A few hours later, their plane — American Airlines Flight 11 — hit the north tower of the World Trade Center. Two wonderful lives ended instantly in a mass atrocity that would claim thousands of other lives before the day ended. Actress Berry Berenson was on the plane, as were Pete and Sue Hanson of Groton, Mass. — taking their three-year-old daughter Christine on her first plane ride so she could visit Disneyland. Tara Creamer was on the flight too, feeling bad that she had left behind her own children (Colin, 4 and Nora, 1) to go on a business trip; “she was everything to me and my children,” her husband told the Boston Globe. David Aoyama. Gloria de Barrera. Chuck Jones. James and Mary Trentini. All gone.
It has now been so long since the terrorist attacks of 9-11 that memories of pain and loss are beginning to fade even among the family members whose loved ones were on Flight 11. The nation has waged a continuous campaign against global terrorism for nearly five years, and some people think it has been a big success because there has been no repeat of the 9-11 horrors on American soil. But there is at least one respect in which the campaign has not gone well at all: the most senior leaders of al Qaeda, who planned the atrocities of 9-11, are still at large. In fact, they feel so secure in their secret sanctuaries that they have taken to releasing communiques on a nearly monthly basis.
The continued freedom of Osama bin Laden and Ayman al Zawahiri (not to mention fellow travelers such as Omar and Zarkhawi) is an inspiration to extremists around the world, a constant reminder that for all its economic and military power, America still has no real answer to the challenge posed by Islamic fundamentalism.

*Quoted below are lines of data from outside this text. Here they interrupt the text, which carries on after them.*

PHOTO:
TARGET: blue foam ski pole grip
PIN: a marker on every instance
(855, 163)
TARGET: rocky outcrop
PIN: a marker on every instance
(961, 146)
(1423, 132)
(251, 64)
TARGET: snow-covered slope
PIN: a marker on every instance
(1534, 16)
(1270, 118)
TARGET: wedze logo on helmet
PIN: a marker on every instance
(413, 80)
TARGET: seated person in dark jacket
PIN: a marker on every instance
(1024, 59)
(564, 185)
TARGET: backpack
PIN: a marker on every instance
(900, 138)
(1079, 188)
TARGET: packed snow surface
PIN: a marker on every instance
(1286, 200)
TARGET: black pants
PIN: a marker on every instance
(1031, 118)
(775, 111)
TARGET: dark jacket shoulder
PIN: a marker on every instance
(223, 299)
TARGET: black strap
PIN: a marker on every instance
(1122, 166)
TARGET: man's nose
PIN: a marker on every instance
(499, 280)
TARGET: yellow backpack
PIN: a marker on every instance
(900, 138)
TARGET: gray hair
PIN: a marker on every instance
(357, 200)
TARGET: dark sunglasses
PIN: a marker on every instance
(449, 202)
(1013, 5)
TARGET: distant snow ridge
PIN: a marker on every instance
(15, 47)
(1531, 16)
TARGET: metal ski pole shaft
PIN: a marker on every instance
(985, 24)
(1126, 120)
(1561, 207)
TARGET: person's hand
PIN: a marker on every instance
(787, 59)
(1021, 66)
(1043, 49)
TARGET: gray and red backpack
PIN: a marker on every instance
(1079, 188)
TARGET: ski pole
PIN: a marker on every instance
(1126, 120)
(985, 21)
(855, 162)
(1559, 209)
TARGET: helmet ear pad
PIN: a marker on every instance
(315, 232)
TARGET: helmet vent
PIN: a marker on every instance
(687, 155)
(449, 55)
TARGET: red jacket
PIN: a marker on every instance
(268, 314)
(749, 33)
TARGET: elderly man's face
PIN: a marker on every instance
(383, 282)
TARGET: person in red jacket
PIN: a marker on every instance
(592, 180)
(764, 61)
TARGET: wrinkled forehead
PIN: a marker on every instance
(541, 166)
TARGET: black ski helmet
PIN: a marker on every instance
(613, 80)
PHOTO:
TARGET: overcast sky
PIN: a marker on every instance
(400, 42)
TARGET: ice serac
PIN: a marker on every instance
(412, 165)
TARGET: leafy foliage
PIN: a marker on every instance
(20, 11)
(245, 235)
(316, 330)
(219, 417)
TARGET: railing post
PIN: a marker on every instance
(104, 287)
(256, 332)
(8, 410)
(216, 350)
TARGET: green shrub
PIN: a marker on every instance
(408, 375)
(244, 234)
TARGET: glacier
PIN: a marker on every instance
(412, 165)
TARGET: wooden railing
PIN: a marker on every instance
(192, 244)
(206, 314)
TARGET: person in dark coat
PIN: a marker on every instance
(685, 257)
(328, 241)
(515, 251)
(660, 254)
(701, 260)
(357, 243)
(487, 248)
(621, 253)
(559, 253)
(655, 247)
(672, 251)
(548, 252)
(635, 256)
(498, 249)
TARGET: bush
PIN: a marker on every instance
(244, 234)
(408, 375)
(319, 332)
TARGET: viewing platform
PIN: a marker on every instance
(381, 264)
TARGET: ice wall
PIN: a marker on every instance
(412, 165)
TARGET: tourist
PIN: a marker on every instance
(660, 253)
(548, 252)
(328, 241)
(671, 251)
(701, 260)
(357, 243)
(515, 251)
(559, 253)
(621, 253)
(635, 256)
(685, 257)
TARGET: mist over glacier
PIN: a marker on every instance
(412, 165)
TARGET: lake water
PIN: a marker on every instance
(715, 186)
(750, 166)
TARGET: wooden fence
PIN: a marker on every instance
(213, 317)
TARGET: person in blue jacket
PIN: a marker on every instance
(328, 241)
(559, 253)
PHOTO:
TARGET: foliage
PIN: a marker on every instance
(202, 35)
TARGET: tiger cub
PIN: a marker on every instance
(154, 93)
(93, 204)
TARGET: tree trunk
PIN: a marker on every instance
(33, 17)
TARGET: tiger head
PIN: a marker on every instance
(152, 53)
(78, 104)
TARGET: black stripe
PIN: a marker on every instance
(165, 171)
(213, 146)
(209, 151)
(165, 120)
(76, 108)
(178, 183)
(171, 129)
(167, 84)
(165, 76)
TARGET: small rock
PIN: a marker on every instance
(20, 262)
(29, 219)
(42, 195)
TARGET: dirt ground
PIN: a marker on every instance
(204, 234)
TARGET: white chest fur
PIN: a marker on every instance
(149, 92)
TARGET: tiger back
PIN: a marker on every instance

It’s not that we have no idea where the terrorists are — Eric Schmitt reported in the New York Times on May 28 that U.S. officials think leaders of both al Qaeda and the Taliban are holed up in Pakistan, near the Afghan border. And it’s a safe bet that the U.S. has everything from spy satellites to Global Hawk surveillance vehicles to special operations forces looking for them. But they haven’t been found.
Who could have imagined in the days following 9-11 that the perpetrators of the biggest attack ever on America would still be free men five years later? Is it really possible that U.S. intelligence capabilities are so deficient we cannot find the tallest man in Afghanistan — a stateless, poorly resourced zealot — after spending more time searching than it took America to defeat Nazi Germany and Imperial Japan in World War Two? If any comfort at all can be taken from the tragic deaths of David and Lynn Angell, and Pete and Sue Hanson, and Tara Creamer, it lies in the alarm that their last moments should have sounded for a distracted nation. But the fact that their murderers are still at large tells us the alarm was not loud enough in some quarters, and that our sense of outrage has already begun to wane.